There are all kinds of study tips and tricks we are told that are super important in college. Things like eating something before class, eliminating distractions, taking rigorous notes, and trying to get a good night’s rest the night before a big test. But something we don’t really talk about is the way our inner dialogue impacts our success in the classroom.

Something we all fall victim to from time to time is negative self speak, but the stress of schoolwork and getting out of our comfort zones can greatly increase one’s feelings of stress, self doubt, and negativity. It’s no secret that our thoughts create very real physical states within our bodies. Emotional states of fear, anger, anxiety, guilt, shame, or regret cause muscles to become weaker and can create digestive or gastrointestinal symptoms… even changing your body’s biochemistry and hormone levels.

The best way to combat negative self speak is to get ahead of it and address it once we realize it’s happening.
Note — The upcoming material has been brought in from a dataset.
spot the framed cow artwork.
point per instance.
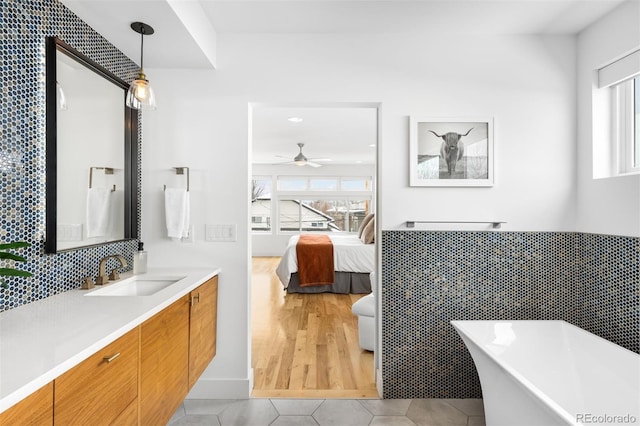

But first we need to be able to identify it.

Signs of negative self speak:

— Limited Thinking: Telling yourself you can’t do something over and over until you start to believe it. Reaffirming the same negative thought can be extremely harmful and counterproductive.

— Perfectionism: Believing that what you do isn’t “as good as” or “good enough.” Surrendering to the idea that everything you produce has to be “perfect” when in reality perfection does not exist and is unattainable.

— Depression: There has been research that suggests that negative self-talk can lead to an increase in feelings of depression.

— Strain on Relationships: Your frustrations and negativity are contagious when they are ongoing and unchecked. If you’re excessively fuming and negative around others it could eventually cause problems within those relationships.

— Imposter Syndrome: Feeling like you don’t really belong or that you made it this far by some kind of mistake. It feels like you’re waiting to be found out when in reality you’ve made it this far because of your hard work and determination.

But fear not, there is always room to improve your self speak in a way that will help with your studies and allow you to focus on your next test instead of wasting time cutting yourself down. There are lots of ways to stop negative self speak in its tracks.

Catch Yourself: Learn to notice when you begin saying things to yourself that you wouldn’t say to a child or a close friend– so you can stop. What you think about yourself in this moment is definitely biased and subject to your mood and stress level. Remember to take a step back and evaluate your self-judgments.

Give the Mean Voice a Nickname: Giving your voice a name and personality can give you the ability to realize that you do not have to agree with their opinions of you. It makes it easier to see how overly critical some of your thoughts about yourself are. “Shut up, Karen.”

Neutralize the Negativity: It can be really hard to stop your mean self speak immediately so changing the intensity of your language is a good stepping stone. Change “hate” to “I don’t like” or “I can’t stand” or “this is challenging.”

Would You Say it to Your Favorite Person?: We often say things to ourselves that we would never in a million years say to someone close to us. Next time you catch yourself saying something negative to yourself imagine saying that to your dearest person. Now ask yourself why you have any business saying that to yourself?

Stop The Thought: It can be helpful to snap a rubber band on your wrist whenever you have a negative thought you feel is taking over. It can be useful when trying to break repetitive or extremely critical thoughts like, “I’ll never get it,” or “I’m not supposed to be here.”

Positive Affirmation: Instead of trying to eliminate self speak altogether, create new habits with encouraging words and positive mantras. Envision a positive outcome and assure yourself out loud that it’s all going to happen the way you want.